I have actually come to the conclusion that I no longer understand what any of the members of these working groups actually do? There has been so much comment and criticism of this disasterous policy and yet clearly those involved think everything is well and good. My original conclusion that it is a jolly good old boys club that achieves nothing but thinks it is very important is I suspect a pretty good assessment.

Last Edited by Fuji_Abound at 30 Oct 10:06

Electronic conspicuity is great for pilots and awareness when flying. I use pilotaware and do appreciate the extra information. However when the there appears to be such a heavy handed approach by the CAA and we have online tests with incorrect questions / answers and posters being put out with blatant false statements. Is it any wonder people lose faith in the system and may think it’s better to just try to have a quiet life and attempt to go under the radar.
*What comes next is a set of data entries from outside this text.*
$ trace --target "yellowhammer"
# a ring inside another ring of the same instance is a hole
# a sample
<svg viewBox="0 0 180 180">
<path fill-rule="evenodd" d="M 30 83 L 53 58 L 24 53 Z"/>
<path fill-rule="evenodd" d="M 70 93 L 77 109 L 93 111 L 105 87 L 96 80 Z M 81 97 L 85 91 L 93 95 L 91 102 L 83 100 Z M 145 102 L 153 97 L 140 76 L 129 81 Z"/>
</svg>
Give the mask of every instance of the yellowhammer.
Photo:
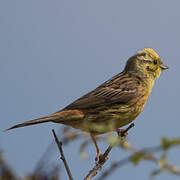
<svg viewBox="0 0 180 180">
<path fill-rule="evenodd" d="M 94 136 L 116 131 L 132 122 L 143 110 L 154 80 L 165 69 L 168 67 L 158 54 L 151 48 L 144 48 L 128 59 L 121 73 L 64 109 L 8 130 L 44 122 L 69 125 L 90 133 L 98 158 L 101 153 Z"/>
</svg>

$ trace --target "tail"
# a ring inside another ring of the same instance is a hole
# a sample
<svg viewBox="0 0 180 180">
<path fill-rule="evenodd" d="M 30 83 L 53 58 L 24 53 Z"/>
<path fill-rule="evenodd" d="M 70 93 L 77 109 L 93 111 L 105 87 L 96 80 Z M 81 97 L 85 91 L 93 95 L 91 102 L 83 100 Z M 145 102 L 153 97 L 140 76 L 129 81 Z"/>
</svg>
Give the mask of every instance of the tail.
<svg viewBox="0 0 180 180">
<path fill-rule="evenodd" d="M 38 119 L 26 121 L 26 122 L 21 123 L 21 124 L 17 124 L 15 126 L 12 126 L 12 127 L 8 128 L 8 129 L 6 129 L 5 131 L 15 129 L 15 128 L 19 128 L 19 127 L 24 127 L 24 126 L 31 126 L 31 125 L 35 125 L 35 124 L 51 122 L 51 121 L 54 121 L 54 120 L 57 120 L 57 119 L 58 119 L 57 116 L 52 116 L 52 115 L 45 116 L 45 117 L 42 117 L 42 118 L 38 118 Z"/>
</svg>

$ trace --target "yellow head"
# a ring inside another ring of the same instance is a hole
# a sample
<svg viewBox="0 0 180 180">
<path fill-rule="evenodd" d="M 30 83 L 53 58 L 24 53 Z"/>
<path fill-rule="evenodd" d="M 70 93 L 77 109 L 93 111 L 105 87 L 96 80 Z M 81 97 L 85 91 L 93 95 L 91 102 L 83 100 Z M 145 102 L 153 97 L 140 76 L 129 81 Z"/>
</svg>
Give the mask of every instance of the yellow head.
<svg viewBox="0 0 180 180">
<path fill-rule="evenodd" d="M 128 59 L 124 71 L 155 79 L 165 69 L 168 69 L 168 66 L 162 63 L 159 55 L 151 48 L 144 48 Z"/>
</svg>

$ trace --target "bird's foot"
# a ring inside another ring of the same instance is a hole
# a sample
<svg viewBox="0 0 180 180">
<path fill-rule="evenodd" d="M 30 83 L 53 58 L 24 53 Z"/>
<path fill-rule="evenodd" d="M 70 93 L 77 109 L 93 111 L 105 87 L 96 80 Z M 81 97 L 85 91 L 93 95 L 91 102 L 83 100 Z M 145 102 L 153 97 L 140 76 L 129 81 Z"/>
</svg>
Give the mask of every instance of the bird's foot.
<svg viewBox="0 0 180 180">
<path fill-rule="evenodd" d="M 107 161 L 109 159 L 108 156 L 105 157 L 105 161 Z M 97 156 L 95 157 L 95 161 L 96 162 L 102 162 L 104 161 L 104 155 L 99 151 Z"/>
</svg>

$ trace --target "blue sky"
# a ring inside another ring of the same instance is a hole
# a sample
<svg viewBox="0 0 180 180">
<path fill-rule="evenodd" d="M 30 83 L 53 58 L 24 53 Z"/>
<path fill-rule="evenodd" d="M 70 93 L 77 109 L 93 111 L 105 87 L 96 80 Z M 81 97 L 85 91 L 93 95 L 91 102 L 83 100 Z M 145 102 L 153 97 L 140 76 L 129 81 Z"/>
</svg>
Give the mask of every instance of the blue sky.
<svg viewBox="0 0 180 180">
<path fill-rule="evenodd" d="M 51 129 L 61 125 L 3 130 L 60 110 L 122 71 L 144 47 L 154 48 L 170 69 L 156 80 L 128 139 L 141 148 L 157 145 L 161 136 L 179 136 L 179 7 L 179 0 L 0 1 L 0 147 L 19 175 L 32 172 L 53 141 Z M 85 161 L 78 154 L 80 143 L 65 147 L 75 179 L 94 165 L 94 147 L 88 146 L 92 155 Z M 169 160 L 179 164 L 178 154 L 179 149 L 170 151 Z M 125 155 L 115 148 L 110 161 Z M 109 179 L 148 179 L 155 168 L 127 165 Z M 178 179 L 167 174 L 156 179 L 169 178 Z"/>
</svg>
Having been made aware of what the CAA will try to do when desperate to prosecute it does concern me.

From the perspective of he user, the distinction between an actual prosecution in court, and the process that precedes it, is indistinguishable.

In effect, being sent a letter by the CAA is a notice of intended prosecution, and the outcome is some penalty or a “reeducation” which is often perceived as a penalty. The technicality that a formal prosecution was not started makes no difference, the process is a prosecution process which stops short of going to court.

Really? 1400 infringements and how many prosecutions, exactly? Less than 1% of the total.

Of around 2 million “speeding tickets”, less than 200,000 go to court, so less than 10%. That does not change that 2 million offences were prosecuted by the authorities.